The dark side of counter-terrorism: arcana imperii and salus rei publicae


This Article examines the use of state secrecy by the advanced democracies during the post-9/11 era. The current trend consists of reliance on intelligence information to take measures that can seriously impair the fundamental rights of individuals, repeated claims of state secrecy before courts, and, in general, an evident drift towards ever greater security at the expense of personal freedoms and human rights. To what extent is this attitude consistent with democracy, and its related principles, such as transparency, political accountability, and proper judicial review? An adequate answer to this question requires an evaluation of the performance of institutional mechanisms of Western democracies aimed at scrutinizing the use of secrecy in order to avoid the considerable and disquieting risk of abuses, which can lead to the abridgment of human rights.

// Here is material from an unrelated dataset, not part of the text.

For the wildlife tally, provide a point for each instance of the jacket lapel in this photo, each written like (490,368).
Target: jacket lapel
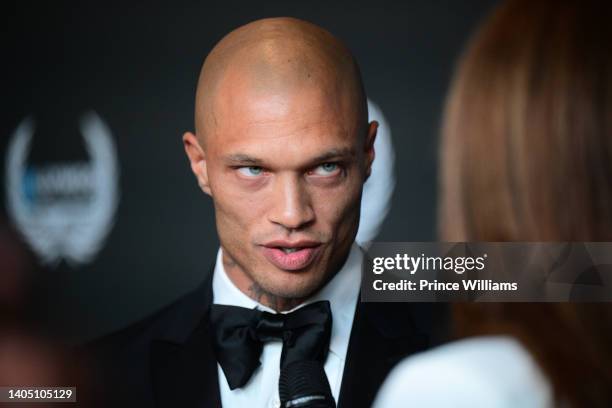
(383,334)
(183,366)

These thorny issues are addressed by analyzing the approach of domestic and regional (namely the European Court of Human Rights) courts in some paradigmatic cases of extraordinary rendition, such as the El-Masri and Abu Omar cases. Extraordinary renditions are a paramount example of a controversial counter-terrorism practice, marked by a strong shift towards secrecy and at serious risk of resulting in a substantial denial of justice and perpetual concealment of wrongdoings by or on behalf of governments. The outcome of these cases illustrates the ineffectiveness of existing mechanisms aimed at overseeing secrecy and, therefore, suggests that the claim of secrecy should be reviewed carefully by domestic courts in order to fully vindicate human rights and uphold the rule of law.